Due to the nature of our larger mass tort and class action settlements related to the litigation vertical, we participate in FDIC insured sweep programs as well as treasury secured money market funds. As of December 31, 2024, off-balance sheet sweep funds totaled approximately $554.4 million, of which approximately $424.2 million, or 76.5%, was available to be swept on balance sheet as reciprocal client relationship deposits. Our deposit growth and off-balance sheet funds continue to demonstrate our highly efficient branchless and technology enabled deposit platforms.
At December 31, 2024, we had the ability to borrow, on a secured basis, up to $431.7 million from the FHLB of New York and $51.4 million from the FRB of New York discount window. No borrowing amounts were outstanding during the fourth quarter of 2024. Historically, we have not leveraged our balance sheet to generate earnings and have always utilized core client deposits to fund our asset growth and related earnings.
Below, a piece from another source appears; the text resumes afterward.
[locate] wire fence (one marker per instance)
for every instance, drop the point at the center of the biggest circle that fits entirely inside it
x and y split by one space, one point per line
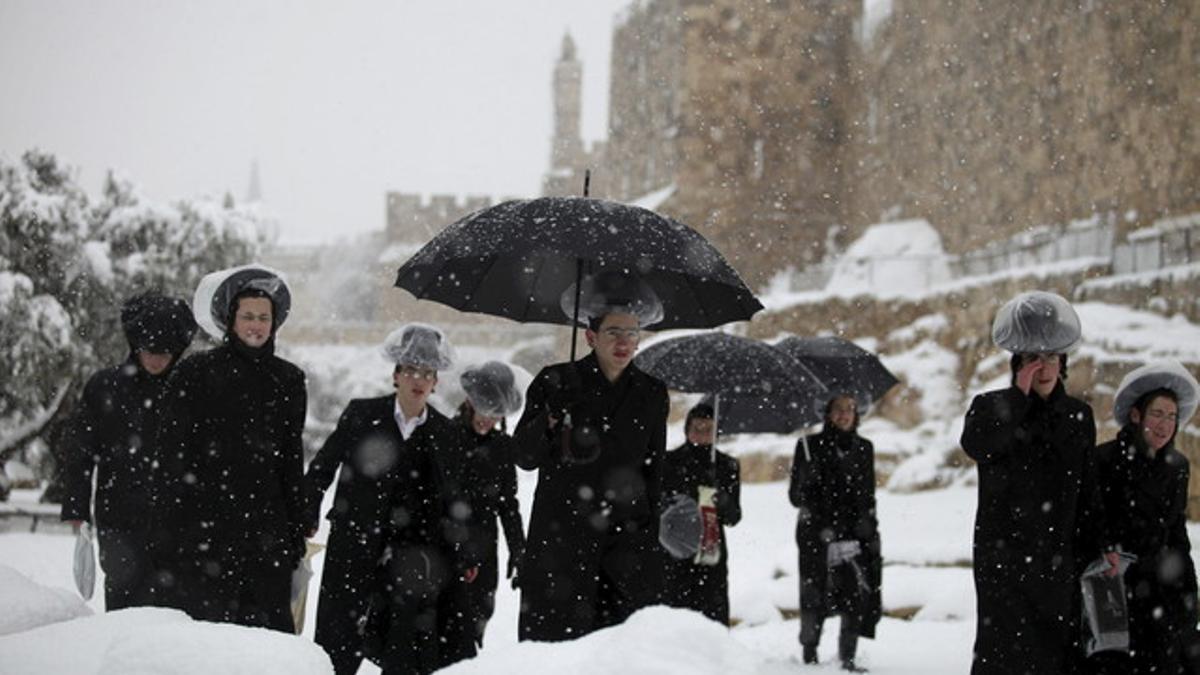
1168 243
Stockholders’ equity increased $38.5 million to $237.1 million as of December 31, 2024, when compared to December 31, 2023, primarily driven by increases in retained earnings (net income). During the fourth quarter 2024, the increase in retained earnings (net income) was offset by increases in (1) other comprehensive losses (unrealized net losses on securities available-for-sale, net of taxes) of $4.0 million to $14.3 million due to changes in market interest rates and (2) increases in treasury stock of $3.1 million to $5.7 million due to the vesting of stock grants.